Agressions sexuelles dans les années 80: la victime témoigne

«La sentence? Ce n'est pas mon domaine. Je vais être confortable avec la décision que vous allez rendre. Peu importe. J'ai toujours pardonné à Yves Lambert. Je ne suis pas choquée contre lui.» C'est en ces termes qu'une femme de 42 ans, victime d'agressions sexuelles dans les années 80, s'est adressée au juge Pierre-L. Rousseau, mardi matin, dans le cadre des représentations sur la peine au palais de justice de Shawinigan. «Je ne lui souhaite pas du mal.

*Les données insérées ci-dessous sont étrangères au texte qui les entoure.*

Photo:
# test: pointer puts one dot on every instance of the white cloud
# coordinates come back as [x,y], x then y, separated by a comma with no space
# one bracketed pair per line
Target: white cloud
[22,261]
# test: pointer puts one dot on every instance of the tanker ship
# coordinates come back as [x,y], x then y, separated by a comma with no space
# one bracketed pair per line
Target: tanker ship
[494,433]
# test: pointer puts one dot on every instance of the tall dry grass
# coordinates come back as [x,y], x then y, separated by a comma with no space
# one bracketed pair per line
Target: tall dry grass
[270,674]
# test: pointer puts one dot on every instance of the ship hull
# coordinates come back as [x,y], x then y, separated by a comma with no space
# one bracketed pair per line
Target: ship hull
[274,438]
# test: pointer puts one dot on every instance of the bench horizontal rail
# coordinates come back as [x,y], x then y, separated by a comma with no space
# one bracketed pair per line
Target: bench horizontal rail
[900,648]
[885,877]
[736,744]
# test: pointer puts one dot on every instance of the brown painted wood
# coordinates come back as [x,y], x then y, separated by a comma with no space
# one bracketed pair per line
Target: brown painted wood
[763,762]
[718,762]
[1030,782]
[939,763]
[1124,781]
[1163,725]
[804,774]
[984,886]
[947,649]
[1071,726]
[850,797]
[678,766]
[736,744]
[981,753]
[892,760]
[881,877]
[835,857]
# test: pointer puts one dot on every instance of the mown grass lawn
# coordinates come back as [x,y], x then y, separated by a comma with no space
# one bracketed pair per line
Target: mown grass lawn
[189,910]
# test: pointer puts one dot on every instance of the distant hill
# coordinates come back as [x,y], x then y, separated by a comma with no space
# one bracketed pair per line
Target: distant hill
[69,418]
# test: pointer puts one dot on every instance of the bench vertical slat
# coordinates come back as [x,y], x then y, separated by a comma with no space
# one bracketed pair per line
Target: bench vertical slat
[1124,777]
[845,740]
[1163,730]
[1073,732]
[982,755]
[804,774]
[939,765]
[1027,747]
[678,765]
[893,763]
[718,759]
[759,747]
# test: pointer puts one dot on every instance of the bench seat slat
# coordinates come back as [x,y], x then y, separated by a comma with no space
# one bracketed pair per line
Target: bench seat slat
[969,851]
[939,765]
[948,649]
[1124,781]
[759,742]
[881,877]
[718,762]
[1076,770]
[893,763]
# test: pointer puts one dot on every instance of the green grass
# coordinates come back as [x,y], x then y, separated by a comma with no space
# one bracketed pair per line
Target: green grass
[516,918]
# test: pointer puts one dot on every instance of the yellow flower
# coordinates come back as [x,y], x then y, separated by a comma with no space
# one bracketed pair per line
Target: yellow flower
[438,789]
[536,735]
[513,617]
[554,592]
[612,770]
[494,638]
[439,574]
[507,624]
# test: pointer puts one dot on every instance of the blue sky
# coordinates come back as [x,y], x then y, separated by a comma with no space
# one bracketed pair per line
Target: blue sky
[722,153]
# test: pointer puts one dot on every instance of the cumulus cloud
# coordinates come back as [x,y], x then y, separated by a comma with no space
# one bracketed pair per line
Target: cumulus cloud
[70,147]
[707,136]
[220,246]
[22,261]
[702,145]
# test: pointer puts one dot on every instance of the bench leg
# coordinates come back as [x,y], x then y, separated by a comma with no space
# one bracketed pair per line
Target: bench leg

Moi qui ai toujours eu des pulsions exagérées, je lui souhaite aujourd'hui une sentence juste dans les circonstances», a-t-elle réitéré.
Cette femme, dont on doit taire le nom en vertu d'une ordonnance de non-publication, a en effet été victime d'abus sexuels pendant cinq ans durant son adolescence. Son agresseur, âgé de 57 ans de Saint-Gérard-des-Laurentides, a été déclaré coupable d'agressions sexuelles commises de 1983 à 1987 au terme d'un procès. Les délits ont été perpétrés dans le cadre d'une soi-disante relation amoureuse. Lambert s'était éprise de la jeune fille au point d'avouer, lors des audiences, n'avoir jamais eu d'autres femmes dans sa vie que la plaignante.
La victime était également tombée en amour avec Yves Lambert, et ce, dès l'âge de sept ans. Au départ, leur relation était platonique, marquée par le jeu et le sport. Or, à 11 ans, la relation a pris une autre tournure lorsque Lambert l'a embrassée pour la première fois en lui disant qu'il voulait la marier. Il était alors âgé de 26 ou 27 ans. De janvier 1983 à décembre 1987, il s'est par la suite livré à des attouchements sexuels sur elle. S'il y a eu d'autres gestes de nature sexuelle, le juge l'a déclaré coupable uniquement sur les crimes commis avant les 14 ans de la victime, âge du consentement légal. Yves Lambert ne s'est toutefois jamais rendu jusqu'à la pénétration dans ses agressions. Lors d'une entrevue accordée au Nouvelliste, la victime avait indiqué qu'il attendait de la marier à ses 18 ans pour pouvoir aller jusqu'au bout.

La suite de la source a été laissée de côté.